The 12th section of the Act of 1856 appears to me to contemplate and to deal with one constitution of notour bankruptcy, and one only. From the date of that con

Page: 264

stitution the sixty days before and the four months thereafter are to be reckoned. If it was not so, then creditors who did diligence within four months after the second or third or fourth constitution of notour bankruptcy would all be entitled to rank pari passu with those who had done diligence within four months of the first constitution, which would result in this, that creditors would rank pari passu who had done diligence within sixteen months after the constitution of notour bankruptcy, a result not provided for by the statute. In the present case notour bankruptcy was constituted, in my opinion, on 7th February, when the charge of payment given by the appellant expired. The subsequent poinding was not a reconstitution of notour bankruptcy, but merely an ordinary step in the course of following up the diligence already commenced. No doubt a poinding following upon an expired charge is in itself a mode of constituting notour bankruptcy, but it was not in this case the constitution of notour bankruptcy against his debtor by the appellant, for that had already been done. As regards his notour bankruptcy, the poinding executed by the appellant did not affect the debtor's position; he was neither more nor less notour bankrupt after the poinding than before it. I do not think the respondents can take any benefit from the provisions of section 9 of the Act of 1856. It is there provided that notour bankruptcy being once constituted shall continue in the case of a sequestration until the debtor is discharged, and in other cases until insolvency ceases “without prejudice to notour bankruptcy being a new constituted within such period.” If I read that clause alone, and apart from the other sections of the statute, I should have some difficulty in understanding the purpose of its concluding proviso. If notour bankruptcy, once constituted, is to continue in a sequestration till the debtor's discharge, and in other cases till insolvency ceases, there would appear to be no room—and indeed no reason—for providing that during that period notour bankruptcy might be constituted anew.
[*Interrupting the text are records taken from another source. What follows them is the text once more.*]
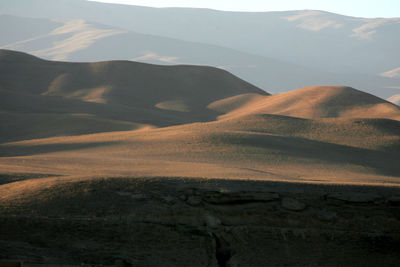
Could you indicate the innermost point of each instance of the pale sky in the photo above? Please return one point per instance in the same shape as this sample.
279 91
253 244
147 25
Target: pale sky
357 8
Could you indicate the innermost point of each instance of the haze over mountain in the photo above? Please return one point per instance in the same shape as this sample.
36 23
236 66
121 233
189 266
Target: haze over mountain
334 49
101 161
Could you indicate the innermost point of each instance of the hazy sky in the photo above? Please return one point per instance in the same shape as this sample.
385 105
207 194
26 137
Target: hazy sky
358 8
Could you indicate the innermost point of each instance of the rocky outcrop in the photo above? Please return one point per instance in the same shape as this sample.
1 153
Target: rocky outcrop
127 222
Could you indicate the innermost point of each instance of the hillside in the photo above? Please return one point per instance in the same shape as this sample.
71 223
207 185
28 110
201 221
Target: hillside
86 41
314 102
329 41
122 163
115 90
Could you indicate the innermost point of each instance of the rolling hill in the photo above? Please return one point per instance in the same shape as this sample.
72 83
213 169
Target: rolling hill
86 41
329 41
100 161
225 127
104 92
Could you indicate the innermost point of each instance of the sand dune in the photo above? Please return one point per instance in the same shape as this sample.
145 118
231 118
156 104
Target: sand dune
114 90
98 119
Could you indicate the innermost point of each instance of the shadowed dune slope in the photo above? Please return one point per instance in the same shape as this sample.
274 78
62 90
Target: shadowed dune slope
311 102
120 82
123 91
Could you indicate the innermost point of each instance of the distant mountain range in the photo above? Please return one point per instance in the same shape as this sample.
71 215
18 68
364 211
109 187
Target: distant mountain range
277 51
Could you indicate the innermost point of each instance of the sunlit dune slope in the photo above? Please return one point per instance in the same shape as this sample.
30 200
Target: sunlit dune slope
120 82
77 98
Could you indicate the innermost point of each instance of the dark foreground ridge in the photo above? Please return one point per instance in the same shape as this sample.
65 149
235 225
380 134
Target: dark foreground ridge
198 222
But the difficulty disappears, and the importance and value of this provision becomes clear, when the terms of the 15th section are taken into account. I think the renewed constitution of notour bankruptcy provided for by section 9 has reference to an application for sequestration, and has no bearing or effect upon the question of the equalisation of diligence.

I am of opinion that the interlocutor appealed against should be recalled.
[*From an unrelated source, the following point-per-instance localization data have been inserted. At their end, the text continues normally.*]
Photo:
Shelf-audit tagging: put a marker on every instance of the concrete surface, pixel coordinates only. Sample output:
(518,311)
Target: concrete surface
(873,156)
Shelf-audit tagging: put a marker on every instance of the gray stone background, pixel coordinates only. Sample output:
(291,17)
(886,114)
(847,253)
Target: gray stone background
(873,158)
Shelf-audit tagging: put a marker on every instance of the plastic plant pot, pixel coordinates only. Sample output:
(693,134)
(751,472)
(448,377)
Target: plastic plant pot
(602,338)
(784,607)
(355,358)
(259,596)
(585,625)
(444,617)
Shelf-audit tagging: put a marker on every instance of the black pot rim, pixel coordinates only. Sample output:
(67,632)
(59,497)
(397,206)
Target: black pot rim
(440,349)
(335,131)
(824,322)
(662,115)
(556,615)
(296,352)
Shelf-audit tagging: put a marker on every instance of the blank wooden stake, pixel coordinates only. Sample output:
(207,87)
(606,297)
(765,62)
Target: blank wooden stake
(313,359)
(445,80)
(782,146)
Lord Young, Lord Rutherfurd Clark, and the Lord Justice-Clerk concurred.

The Court pronounced the following interlocutor:—

“Find in fact that Samuel Calcraft, the common debtor, was rendered notour bankrupt on 7th February 1890 by the expiry, without payment, of the charge given him upon the appellant's decree; that a poinding of the common debtor's effects was executed at the instance of the appellant on 21st May 1890; that a sale of the poinded effects was carried through on 27th May 1890; and that the respondents and claimants produced in the process decree of payment or other liquid grounds of debt on 20th June 1890: Find in law that the respondents are not entitled to a pari passu ranking with the appellant on the proceeds of the sale carried through by him: Therefore sustain the appeal, recal the interlocutor of the Sheriff appealed against, and assoilzie the nominal raiser and appellant from the conclusions of the petition, and decern,” &c.

Counsel:

Counsel for the Appellant— Salvesen. Agent— John W. Deas, S.S.C.

Counsel for the Respondents— Goudy. Agent— Peter Morison, S.S.C.